Born Precious
This spring I wrote a letter of compassion to myself every Friday, on a normal day. Somehow today wasn’t. I don’t know what happened, but I tanked. I was down. Not finding a way to climb out. The Friday before I had written, in the rawness of grief, a letter of gratitude. Even grieving can bring gratitude.
But today I busy filming a writing lesson for the Young Authors Faire while mom went with babysitter to the doctor. Then, I can’t remember what I did, because there simply was no point. I felt particularly stuck with Mom and her mode of communications got on my nerves. I just felt too low to do anything. That’s why there was no letter to myself. No compassion.
In the late afternoon, I texted a friend, “I miss you.” I felt pathetic writing that. I wrote more about not finding the center, feeling lonely even though I live with mom, about putting myself on a diet, about missing work, even. [I’m retired] My friend wrote back, as if she knew the really hard part.
You are the first and only person I know who invited a parent to live in forever. That’s huge. And it changed something important in me.
I love you dear one.
I responded, “Well, this little café’ talk let me flop on my down quilt and cry a little. Sniff! Healthy tears. Grateful you see me, in the best light.
While you are in flopped mode you can look at yourself from the outside ad really see the lovely gentle, artistic hear who gives and gives…and gives, sometimes giving to hearts not able to return love in the same way. It’s very obvious to those of us around you…
I sent one emoji tear with a purple heart.
Yes, that’s it, Katy, continued, You are in it. Let it pass through you cleansing and making room to refresh you, knowing how much you are treasured. You know these are not just words.

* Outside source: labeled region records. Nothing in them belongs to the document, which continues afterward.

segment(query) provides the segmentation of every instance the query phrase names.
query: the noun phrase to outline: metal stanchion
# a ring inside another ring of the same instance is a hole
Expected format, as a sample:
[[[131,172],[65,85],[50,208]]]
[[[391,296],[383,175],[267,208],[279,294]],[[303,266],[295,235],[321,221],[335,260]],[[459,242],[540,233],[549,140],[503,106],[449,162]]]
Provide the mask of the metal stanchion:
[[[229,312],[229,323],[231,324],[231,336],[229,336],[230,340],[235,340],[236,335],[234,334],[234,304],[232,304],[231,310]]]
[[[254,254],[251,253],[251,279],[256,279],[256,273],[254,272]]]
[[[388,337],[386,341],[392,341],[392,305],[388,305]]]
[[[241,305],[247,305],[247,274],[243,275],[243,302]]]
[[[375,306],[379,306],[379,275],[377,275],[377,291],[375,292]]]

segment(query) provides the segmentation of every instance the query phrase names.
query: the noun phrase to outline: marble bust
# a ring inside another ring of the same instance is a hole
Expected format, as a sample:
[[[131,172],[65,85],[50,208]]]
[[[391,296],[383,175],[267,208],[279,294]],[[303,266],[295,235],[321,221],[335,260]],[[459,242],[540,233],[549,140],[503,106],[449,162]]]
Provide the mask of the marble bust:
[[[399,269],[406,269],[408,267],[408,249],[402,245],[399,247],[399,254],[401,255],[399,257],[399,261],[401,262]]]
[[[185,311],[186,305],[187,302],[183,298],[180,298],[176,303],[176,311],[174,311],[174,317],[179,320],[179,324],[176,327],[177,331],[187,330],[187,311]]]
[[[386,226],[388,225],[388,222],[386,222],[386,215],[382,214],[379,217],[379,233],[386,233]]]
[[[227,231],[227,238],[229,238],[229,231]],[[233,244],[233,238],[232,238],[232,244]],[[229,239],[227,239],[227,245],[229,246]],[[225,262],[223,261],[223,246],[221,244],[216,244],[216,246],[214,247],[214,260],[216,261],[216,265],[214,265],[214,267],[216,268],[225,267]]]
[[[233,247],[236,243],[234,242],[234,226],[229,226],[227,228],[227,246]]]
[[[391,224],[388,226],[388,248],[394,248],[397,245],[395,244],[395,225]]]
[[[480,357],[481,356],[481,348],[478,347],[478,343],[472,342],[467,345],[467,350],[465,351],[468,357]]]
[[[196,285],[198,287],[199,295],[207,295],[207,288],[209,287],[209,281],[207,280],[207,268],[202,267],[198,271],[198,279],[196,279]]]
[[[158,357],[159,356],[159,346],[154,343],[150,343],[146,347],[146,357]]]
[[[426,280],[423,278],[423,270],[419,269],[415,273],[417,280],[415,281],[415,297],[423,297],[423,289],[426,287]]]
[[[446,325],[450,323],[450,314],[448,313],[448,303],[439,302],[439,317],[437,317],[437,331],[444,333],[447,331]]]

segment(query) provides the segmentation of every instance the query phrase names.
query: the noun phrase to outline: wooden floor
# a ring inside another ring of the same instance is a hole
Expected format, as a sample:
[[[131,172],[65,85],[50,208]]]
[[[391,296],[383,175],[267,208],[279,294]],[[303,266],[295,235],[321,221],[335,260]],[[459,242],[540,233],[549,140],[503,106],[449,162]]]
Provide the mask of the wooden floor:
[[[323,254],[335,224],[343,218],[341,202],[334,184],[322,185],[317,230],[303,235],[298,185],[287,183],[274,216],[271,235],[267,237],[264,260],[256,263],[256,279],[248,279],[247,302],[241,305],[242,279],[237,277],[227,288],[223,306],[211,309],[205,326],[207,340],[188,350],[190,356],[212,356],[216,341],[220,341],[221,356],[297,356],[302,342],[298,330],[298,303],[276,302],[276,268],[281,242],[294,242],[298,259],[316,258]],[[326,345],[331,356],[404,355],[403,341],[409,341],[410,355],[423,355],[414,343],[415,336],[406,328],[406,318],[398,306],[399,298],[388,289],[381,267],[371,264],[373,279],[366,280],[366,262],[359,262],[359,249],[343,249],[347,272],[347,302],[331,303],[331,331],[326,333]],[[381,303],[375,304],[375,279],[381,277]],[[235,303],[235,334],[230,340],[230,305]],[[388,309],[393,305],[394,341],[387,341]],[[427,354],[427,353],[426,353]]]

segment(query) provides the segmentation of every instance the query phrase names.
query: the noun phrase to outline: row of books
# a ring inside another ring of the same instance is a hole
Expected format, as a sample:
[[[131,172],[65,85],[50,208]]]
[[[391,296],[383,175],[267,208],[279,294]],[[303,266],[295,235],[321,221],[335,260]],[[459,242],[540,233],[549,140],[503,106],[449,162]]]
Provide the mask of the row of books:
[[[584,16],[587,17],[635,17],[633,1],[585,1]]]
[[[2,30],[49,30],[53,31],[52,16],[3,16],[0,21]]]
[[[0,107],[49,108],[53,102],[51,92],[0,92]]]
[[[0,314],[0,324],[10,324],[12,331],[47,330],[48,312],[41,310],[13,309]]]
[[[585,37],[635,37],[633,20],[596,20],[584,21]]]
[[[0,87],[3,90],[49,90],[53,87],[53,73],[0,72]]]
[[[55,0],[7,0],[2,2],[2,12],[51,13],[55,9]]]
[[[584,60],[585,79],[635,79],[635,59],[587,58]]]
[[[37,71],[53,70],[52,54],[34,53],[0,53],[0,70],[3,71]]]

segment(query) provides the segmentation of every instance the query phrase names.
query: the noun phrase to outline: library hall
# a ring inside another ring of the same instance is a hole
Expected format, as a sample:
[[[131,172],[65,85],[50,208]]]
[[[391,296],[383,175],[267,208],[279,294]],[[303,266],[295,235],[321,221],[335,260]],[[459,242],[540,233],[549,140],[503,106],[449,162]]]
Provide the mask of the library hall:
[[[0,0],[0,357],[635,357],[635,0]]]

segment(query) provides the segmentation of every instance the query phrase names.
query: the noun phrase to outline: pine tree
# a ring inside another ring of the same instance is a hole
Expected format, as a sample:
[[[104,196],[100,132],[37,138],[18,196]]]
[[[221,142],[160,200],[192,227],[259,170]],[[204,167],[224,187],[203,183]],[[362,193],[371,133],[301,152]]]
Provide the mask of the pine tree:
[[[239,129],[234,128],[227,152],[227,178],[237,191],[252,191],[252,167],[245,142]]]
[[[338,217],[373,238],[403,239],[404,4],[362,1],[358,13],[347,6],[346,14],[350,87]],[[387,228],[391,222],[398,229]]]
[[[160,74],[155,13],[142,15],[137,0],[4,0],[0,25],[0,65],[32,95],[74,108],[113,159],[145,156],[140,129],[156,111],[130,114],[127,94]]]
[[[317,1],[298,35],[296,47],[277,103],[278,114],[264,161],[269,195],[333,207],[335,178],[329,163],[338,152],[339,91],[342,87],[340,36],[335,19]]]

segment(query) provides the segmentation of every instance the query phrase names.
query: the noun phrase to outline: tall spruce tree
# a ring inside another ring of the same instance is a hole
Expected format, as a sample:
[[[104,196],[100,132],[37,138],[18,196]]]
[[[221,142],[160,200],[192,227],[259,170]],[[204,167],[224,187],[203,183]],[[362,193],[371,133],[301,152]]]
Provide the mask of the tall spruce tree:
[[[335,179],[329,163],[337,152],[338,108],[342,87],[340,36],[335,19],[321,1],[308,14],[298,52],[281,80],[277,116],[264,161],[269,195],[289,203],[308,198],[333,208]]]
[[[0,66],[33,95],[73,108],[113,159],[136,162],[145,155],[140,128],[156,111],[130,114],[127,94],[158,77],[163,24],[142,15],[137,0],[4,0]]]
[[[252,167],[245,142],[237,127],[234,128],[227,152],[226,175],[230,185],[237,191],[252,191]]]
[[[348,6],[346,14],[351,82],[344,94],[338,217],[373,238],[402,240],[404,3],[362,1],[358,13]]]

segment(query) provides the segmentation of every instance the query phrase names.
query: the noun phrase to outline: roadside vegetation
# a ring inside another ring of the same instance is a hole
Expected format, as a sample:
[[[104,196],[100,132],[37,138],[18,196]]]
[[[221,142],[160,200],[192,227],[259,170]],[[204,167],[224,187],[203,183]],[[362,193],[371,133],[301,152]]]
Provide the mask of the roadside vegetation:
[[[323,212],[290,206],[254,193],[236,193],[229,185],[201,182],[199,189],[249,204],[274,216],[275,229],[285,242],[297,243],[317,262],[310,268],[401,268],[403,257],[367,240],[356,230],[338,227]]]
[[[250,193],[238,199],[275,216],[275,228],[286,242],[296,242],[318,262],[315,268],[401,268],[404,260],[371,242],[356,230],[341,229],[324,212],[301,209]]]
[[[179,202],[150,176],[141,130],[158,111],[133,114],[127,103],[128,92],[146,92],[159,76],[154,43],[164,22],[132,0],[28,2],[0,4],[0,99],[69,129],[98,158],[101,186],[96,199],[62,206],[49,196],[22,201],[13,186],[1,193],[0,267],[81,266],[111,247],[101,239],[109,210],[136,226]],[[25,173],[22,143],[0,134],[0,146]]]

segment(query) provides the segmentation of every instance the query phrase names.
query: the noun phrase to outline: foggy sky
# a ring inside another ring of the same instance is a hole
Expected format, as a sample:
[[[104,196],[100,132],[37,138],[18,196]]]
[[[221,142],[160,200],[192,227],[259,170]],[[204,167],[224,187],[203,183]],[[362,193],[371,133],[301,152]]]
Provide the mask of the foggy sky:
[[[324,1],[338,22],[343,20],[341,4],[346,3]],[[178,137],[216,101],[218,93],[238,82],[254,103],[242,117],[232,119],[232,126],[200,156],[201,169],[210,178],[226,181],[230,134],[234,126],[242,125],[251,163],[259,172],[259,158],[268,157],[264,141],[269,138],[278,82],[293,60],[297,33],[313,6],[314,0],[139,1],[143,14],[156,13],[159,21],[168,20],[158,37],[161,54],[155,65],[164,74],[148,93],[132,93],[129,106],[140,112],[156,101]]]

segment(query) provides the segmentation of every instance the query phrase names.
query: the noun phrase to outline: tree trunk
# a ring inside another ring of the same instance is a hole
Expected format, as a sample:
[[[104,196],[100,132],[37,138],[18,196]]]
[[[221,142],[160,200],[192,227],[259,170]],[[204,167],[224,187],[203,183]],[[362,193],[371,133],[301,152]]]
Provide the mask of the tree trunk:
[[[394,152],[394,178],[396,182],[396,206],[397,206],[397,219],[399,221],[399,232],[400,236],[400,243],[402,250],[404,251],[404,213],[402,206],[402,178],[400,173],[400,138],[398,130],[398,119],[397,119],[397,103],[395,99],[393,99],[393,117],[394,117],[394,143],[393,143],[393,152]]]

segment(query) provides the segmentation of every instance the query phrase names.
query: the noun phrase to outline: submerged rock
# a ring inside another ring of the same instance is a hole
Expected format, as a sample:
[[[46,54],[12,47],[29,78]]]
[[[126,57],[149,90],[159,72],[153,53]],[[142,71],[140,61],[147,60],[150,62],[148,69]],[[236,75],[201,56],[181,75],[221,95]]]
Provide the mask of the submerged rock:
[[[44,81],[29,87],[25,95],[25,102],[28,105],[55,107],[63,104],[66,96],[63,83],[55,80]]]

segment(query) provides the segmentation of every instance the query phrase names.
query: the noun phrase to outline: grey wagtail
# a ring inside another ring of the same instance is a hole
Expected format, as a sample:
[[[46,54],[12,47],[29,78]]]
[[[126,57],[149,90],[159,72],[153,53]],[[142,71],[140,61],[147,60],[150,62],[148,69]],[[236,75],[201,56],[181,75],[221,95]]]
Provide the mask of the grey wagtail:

You were not born anything but precious.
It’s hard for us to believe that. Karmic the way the text broke even trying to put the words down.
I wrote, “Born precious. Wow. I’m so into the refreshment from your love and wisdom, I’m going to hop in the shower. Thank you, Katy o’my heart.
PS: Did you know that the term “May Day comes from French for m’aidez, for help me. Thank you for your kind, generous rescue.